The company is scheduled to publish the results of the fourth quarter fiscal year 2021 on May 17. Senior Market and Investment Analyst Susannah Streeter stated that the results will not be a good read, as the airline reported an underlying loss of $368.92 million (305.5 million euros) in the third quarter, following the restrictions due to Covid-19. She stressed that although Ryanair is used to adjusting its income, it is unlikely that it can support a higher contraction; if bookings do not resume quickly in the coming months the company may be forced to return to the market for more financial support, where low-cost trading operations could give the flexibility to adapt to route and schedule changes with little anticipation, but in the long run there is a risk that desires for social distancing will remain with customers preferring a cabin with more space to cheap seats, which could damage their business model.

Due to the coronavirus-induced decline in passenger revenue, Ryanair suffered a loss in each of the last four quarters; however, the loss was less than the Zacks Consensus Estimate in each quarter, while the loss for the reporting quarter dropped to $1.65 from $2.20 60 days ago, so the company has an ESP of 0.00% earnings which ranks it with a Zacks #5 rank of “strong sell.” 

Ryanair

It should be noted that during the third quarter, the airline incurred a loss of $1.62 per share, narrower than the consensus estimate of $1.95, while in the same period of the year before, the company reported earnings of 43 cents per share, and quarterly revenue was $406.9 million, lagging behind the consensus estimate of $495 million, and its top line plummeted 80.7% year-on-year due to a massive decrease in traffic.

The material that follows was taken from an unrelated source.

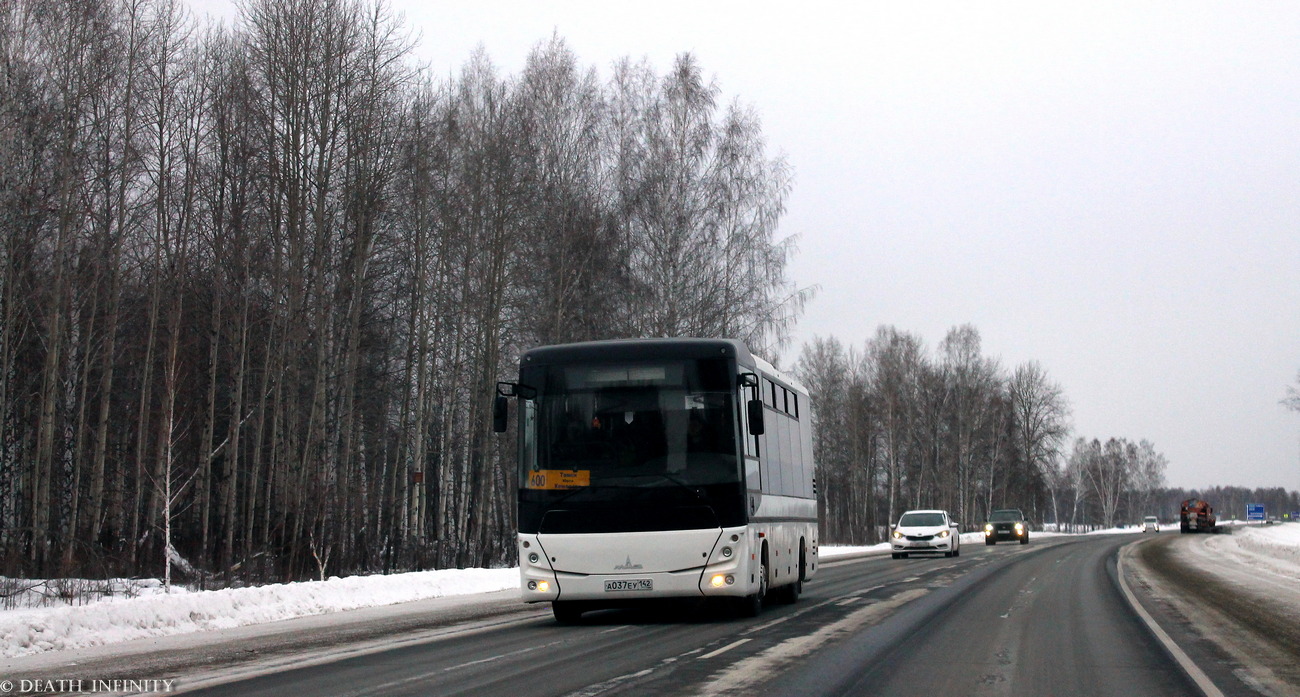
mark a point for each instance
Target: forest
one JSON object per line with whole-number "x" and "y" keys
{"x": 258, "y": 282}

Similarly, the latest balance sheet data shows that Ryanair had liabilities of $4.69 thousand million (3.88 billion euros) with a maturity of one year and liabilities of $4.99 billion (4.13 billion euros) maturing after that. It also had a cashflow of $4.18 billion (3.46 billion euros) and accounts receivable worth $41.91 million (34.7 million euros) maturing within one year, so its liabilities exceed the sum of its cash and short-term accounts receivable at $5.46 billion (4.52 billion euros). This, in addition to the debt that the company generated in December 2020 of $6.42 billion (5.32 billion euros) versus $4.94 billion (4.09 billion euros in one year), and $4.18 billion (3.46 billion euros) in cash, leaving its debt in approximately $2.25 billion (1.86 billion euros), Ryanair Holdings in the last year had a loss before interest and taxes that reduced its income by 68% to $3.26 million (2,700 million euros) that foretells nothing good.

Disclaimer: Nothing in this communication contains, or should be considered as containing, an investment advice or an investment recommendation or a solicitation for the purpose of purchase or sale of any financial instrument.